Tuesday, August 18, 2009

ITS BARBIE BITCH

my life right now is just like a huge ball of confusion. i miss my bestfriends hellla but i honestly dont think anyof them give 2 fucks aboutme. im jst very lonely and lost right now and that makes me constantly lost in music . its more of what i breathe and its like the blood in my body. school starts in septmber and im not gunna lie im scared shitless. like when goto the store i see the people here and i feeel so outa place when just a month and a half ago i was so high above everyone. everything is takin so much gettin used too. every morning i wake up andi pray that eerything will be okay. yesterday made me realize things alot because of the AMW concert. i wasnt ment to se soulja wayne or jeezy even tho i woulda LOVED to i was ment to see drake and sinc i cant see him i shouldnt have gone. and i was cnacelled.

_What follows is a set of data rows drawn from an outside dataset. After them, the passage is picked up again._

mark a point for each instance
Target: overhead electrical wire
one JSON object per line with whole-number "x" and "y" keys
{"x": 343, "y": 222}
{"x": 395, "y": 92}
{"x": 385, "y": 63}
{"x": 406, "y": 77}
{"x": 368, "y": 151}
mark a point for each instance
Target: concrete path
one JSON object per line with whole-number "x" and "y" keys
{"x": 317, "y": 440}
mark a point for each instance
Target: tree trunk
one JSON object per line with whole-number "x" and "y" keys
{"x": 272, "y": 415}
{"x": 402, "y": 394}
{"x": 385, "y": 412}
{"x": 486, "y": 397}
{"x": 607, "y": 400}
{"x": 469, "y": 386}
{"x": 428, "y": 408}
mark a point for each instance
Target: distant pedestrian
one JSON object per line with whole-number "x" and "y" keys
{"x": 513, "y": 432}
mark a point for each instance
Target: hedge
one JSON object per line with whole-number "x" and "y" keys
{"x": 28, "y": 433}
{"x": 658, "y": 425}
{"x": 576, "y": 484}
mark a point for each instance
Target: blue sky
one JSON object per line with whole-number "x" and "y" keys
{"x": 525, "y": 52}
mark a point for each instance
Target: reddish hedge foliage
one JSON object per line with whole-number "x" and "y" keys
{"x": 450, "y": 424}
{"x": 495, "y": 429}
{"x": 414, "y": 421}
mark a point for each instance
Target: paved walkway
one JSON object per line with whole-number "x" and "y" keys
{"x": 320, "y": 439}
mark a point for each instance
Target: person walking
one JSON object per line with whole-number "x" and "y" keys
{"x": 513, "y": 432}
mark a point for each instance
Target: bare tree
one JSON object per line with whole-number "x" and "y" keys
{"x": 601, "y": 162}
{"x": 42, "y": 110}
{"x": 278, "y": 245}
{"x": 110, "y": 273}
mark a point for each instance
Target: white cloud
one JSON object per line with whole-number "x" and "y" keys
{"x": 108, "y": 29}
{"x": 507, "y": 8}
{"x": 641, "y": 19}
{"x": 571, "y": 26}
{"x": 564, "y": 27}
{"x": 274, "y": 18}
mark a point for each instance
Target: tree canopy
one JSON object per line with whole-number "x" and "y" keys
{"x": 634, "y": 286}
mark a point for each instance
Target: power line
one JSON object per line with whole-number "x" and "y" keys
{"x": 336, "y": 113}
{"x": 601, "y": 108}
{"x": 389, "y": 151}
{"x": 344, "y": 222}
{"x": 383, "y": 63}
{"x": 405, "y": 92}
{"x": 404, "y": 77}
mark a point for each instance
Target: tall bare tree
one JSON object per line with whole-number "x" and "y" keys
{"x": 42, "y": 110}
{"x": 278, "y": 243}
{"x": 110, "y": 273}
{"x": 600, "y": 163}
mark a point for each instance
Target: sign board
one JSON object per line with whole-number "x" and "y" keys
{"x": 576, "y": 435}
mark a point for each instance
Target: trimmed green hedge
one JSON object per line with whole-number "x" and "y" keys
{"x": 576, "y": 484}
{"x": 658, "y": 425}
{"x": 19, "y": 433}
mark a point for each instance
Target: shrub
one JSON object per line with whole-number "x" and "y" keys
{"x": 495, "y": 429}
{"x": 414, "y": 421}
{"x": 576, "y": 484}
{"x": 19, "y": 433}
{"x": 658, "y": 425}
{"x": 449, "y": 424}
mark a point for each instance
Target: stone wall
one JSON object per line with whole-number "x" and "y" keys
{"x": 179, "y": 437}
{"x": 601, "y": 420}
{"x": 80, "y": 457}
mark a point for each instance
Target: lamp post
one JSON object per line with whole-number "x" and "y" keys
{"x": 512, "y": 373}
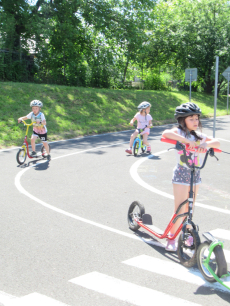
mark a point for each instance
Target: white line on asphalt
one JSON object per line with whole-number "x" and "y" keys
{"x": 34, "y": 299}
{"x": 134, "y": 174}
{"x": 223, "y": 139}
{"x": 26, "y": 193}
{"x": 173, "y": 270}
{"x": 126, "y": 291}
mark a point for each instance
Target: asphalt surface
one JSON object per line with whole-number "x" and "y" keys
{"x": 68, "y": 218}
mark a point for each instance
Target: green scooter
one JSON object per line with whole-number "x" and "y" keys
{"x": 211, "y": 261}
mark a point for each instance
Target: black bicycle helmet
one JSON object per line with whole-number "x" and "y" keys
{"x": 143, "y": 105}
{"x": 36, "y": 103}
{"x": 187, "y": 109}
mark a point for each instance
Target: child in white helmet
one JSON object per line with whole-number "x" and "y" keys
{"x": 144, "y": 121}
{"x": 39, "y": 126}
{"x": 188, "y": 118}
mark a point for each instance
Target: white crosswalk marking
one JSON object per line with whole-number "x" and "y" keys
{"x": 128, "y": 292}
{"x": 171, "y": 269}
{"x": 33, "y": 299}
{"x": 220, "y": 233}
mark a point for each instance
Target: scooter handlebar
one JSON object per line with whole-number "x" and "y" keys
{"x": 172, "y": 141}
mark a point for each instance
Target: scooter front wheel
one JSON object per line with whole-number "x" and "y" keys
{"x": 136, "y": 210}
{"x": 43, "y": 150}
{"x": 21, "y": 156}
{"x": 188, "y": 254}
{"x": 202, "y": 254}
{"x": 135, "y": 148}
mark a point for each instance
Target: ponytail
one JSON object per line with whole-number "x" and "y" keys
{"x": 182, "y": 127}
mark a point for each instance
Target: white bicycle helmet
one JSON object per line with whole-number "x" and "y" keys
{"x": 36, "y": 103}
{"x": 187, "y": 109}
{"x": 143, "y": 105}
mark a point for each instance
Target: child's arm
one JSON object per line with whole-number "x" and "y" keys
{"x": 210, "y": 142}
{"x": 22, "y": 118}
{"x": 132, "y": 121}
{"x": 150, "y": 124}
{"x": 172, "y": 134}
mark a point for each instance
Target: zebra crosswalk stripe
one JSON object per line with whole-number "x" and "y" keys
{"x": 170, "y": 269}
{"x": 33, "y": 299}
{"x": 126, "y": 291}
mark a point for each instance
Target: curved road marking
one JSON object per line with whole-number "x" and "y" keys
{"x": 63, "y": 212}
{"x": 136, "y": 177}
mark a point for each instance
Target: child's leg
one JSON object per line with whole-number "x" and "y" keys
{"x": 145, "y": 139}
{"x": 45, "y": 143}
{"x": 33, "y": 138}
{"x": 133, "y": 136}
{"x": 181, "y": 193}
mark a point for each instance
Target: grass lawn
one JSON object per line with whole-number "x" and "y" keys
{"x": 77, "y": 111}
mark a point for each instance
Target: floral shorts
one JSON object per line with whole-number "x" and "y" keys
{"x": 182, "y": 175}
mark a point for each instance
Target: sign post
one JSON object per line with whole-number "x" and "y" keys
{"x": 190, "y": 76}
{"x": 226, "y": 74}
{"x": 215, "y": 99}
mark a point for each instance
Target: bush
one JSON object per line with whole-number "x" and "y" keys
{"x": 155, "y": 81}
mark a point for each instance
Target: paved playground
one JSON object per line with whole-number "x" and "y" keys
{"x": 64, "y": 232}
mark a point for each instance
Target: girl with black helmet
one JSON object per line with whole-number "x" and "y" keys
{"x": 39, "y": 126}
{"x": 188, "y": 118}
{"x": 144, "y": 121}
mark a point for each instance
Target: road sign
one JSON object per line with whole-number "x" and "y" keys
{"x": 190, "y": 74}
{"x": 226, "y": 73}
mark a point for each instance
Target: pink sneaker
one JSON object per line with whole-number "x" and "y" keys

thats all for now im really feelin this barbie movement

Wednesday, July 8, 2009

homesick

right now im so said i just wannna cry and cry and cry. im in canada and ill be here for a year i cant change none of it. but it just hurts so bad .

Friday, July 3, 2009

11:37 - do yu remember the time

alright here we go, ive been thinking about alot lately
-friends, family, life, goals, my future, what will tomorrow bring.
&ND honestly im confused. im moving in 2 days and ill be all alone but the good thing is i get a fresh start but its bitersweet cause ive been here for so long i mean some of the people i would be graduaing with ive know since kindergarten. like thats a whole lotta years when you lookback on it then i just have to learn a whole new world caus eits been so long sice ive been in canada. im so scared/nevrous/xicted. im just like everything wrapped in one. the good thing about all of this is i get to go to OAKLAND :) hmmm nothing like being home w/ family for a couple days and a bigass dinner for my dad's birthday
*last weekend my cousins came into town and i stayed with them at there hotel. wow let me tell you how good it feels to have soo many memories with one person and i can talk to her about anything but when we were little my cousin was the first i would wanna kill. thinking about getting a matching tat with her blackass :)
~hmm now love. i thought there would still be something when he came back like at least a friend "iloveyou" but not even close. when i saw him no feelings came back. the only thing there was, was anger i was so madthat i let someone hurt me like he did. he made me feel like noone could ever love me or treat me good in my life like i was neverwrothy of having any good. he had changed so much and i just wanted him outta my life outta my face. i wanted to spit inhis face actually and after all of this i just cried and cried and cried and let verything out and ive never fely better ive met a new guy i dont really know about him im just really exicted for this new start i get to have :)
then theres michael jackson .. im stil in shock .. such a creative amzing yet crazy mind take WAY to early r.i.p. and farrah fawcett when iheard about her i thought about my auntie and damn how much i miss her :(

Thursday, June 11, 2009

life

i havent wrote on here for the longest time but decided to write on here cause im juss really fed up with everything.
-its crazy how things change like i actually thought some people ive known for years would care that im moving and its people ive juss ment in my life that want to see me the most. its lik wtf was everything you said lies and you really never gave a fuck about me or our friendship, im really seeing people true colors and there uglyas fuck. like i was there for you wen you were at your fuckin lowest i was there when you lost your best friend and now you cant take like 5 seconds ou of your life to say bye to me. like i dont care casue the people who care know when im leaving and they will see me and when im gone yourass will juss be like damnnnn.
thats all for now.
i really needa get my nails and hair done and go shopping :/
i kina want a boy too ./

"Because things are the way they are, things will not stay the way they are."